Pendant le spectacle, des jeunes Est-allemands « décadents », selon la STASI, se sont rassemblés pour entendre le concert, donné porte de Brandebourg. France 24 raconte : « Galvanisée par la musique, la foule « décadente » commence à scander « le mur doit tomber ! » et des affrontements explosent avec la police qui sort les canons à eau. Les violences se reproduisent deux jours plus tard mais, selon le journaliste allemand Tobias Rüther, c’est le concert de David Bowie qui a été le point de départ des manifestations qui allaient conduire à la chute du Mur, le 9 novembre 1989 : « Ce mois de juin à Berlin-Est, quelques-uns des héros qui feront chuter le mur de Berlin ont émergé. Ils ont la chanson de David Bowie sur les lèvres », écrivit-il.  » La honte était de l’autre côté, dit le texte de Bowie.

Lors de sa mort, en 2015, d’un cancer du foie, David Bowie sera l’objet d’un hommage particulier à Berlin. « Merci d’avoir aidé à faire tomber le mur » écrira le Ministère des affaires étrangères.

Trois femmes pour un Heroes

Difficile de savoir si Heroes Bowie Berlin 1976-80 prendra en compte cette dimension du personnage. D’autant plus que, si l’on annonce « écran géant LED tout en transparence, motion design, cinéma expérimental et lumières », le spectacle, qui comportera huit musiciens, affichera trois Bowie… féminins.

L’original, à Berlin en 2002. Sobre et magnifique, Bowie chantera même Alabama song, de Kurt Weill et Bertolt Brecht (vers la fin de la vidéo ; Heroes se trouve vers la 25e minute).
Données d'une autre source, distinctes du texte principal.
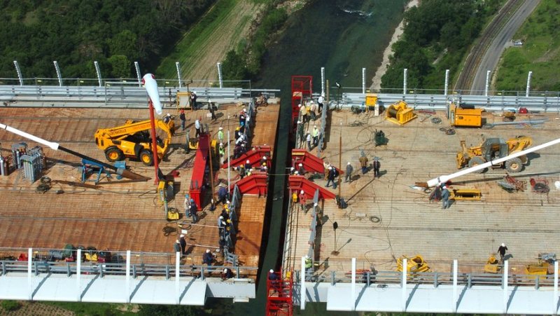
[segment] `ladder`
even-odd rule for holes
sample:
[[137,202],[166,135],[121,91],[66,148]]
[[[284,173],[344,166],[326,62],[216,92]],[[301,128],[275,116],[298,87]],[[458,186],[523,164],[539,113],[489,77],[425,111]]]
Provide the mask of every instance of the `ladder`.
[[267,316],[293,315],[292,294],[293,279],[291,272],[282,279],[282,273],[275,272],[278,280],[267,277]]

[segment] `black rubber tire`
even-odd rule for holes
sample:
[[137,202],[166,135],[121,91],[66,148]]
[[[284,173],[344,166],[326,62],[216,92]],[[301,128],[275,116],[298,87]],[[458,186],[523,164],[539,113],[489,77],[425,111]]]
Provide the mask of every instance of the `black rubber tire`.
[[124,159],[125,154],[117,147],[109,147],[105,149],[105,158],[107,158],[107,160],[114,163]]
[[505,162],[505,169],[510,172],[519,172],[523,169],[523,163],[518,158],[510,159]]
[[142,149],[138,158],[140,159],[140,161],[146,165],[153,165],[153,155],[152,154],[152,151],[150,149]]
[[[476,165],[482,165],[484,163],[484,160],[482,160],[480,157],[472,157],[468,160],[468,167],[472,168]],[[475,171],[475,173],[482,173],[486,170],[487,168],[481,169],[478,171]]]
Trois femmes donc, pour chanter vingt-six titres, choix surprenant mais assumé : « Si on avait mis un homme sur scène, tout le monde aurait dit qu’il n’est pas tout à fait ressemblant, qu’il n’a pas tout à fait la même voix. Alors quoi de mieux que trois femmes pour chanter les différents Bowie de cette époque ? D’autant plus que Bowie était tellement novateur » dit le producteur, Claude Larrivée (Le Journal de Québec)

Pourquoi pas ? We can be Heroes, just for one day, dit la chanson. Ce sera aux fans de David Bowie d’en juger. De quoi ajouter aux débats dont nous parlions plus haut.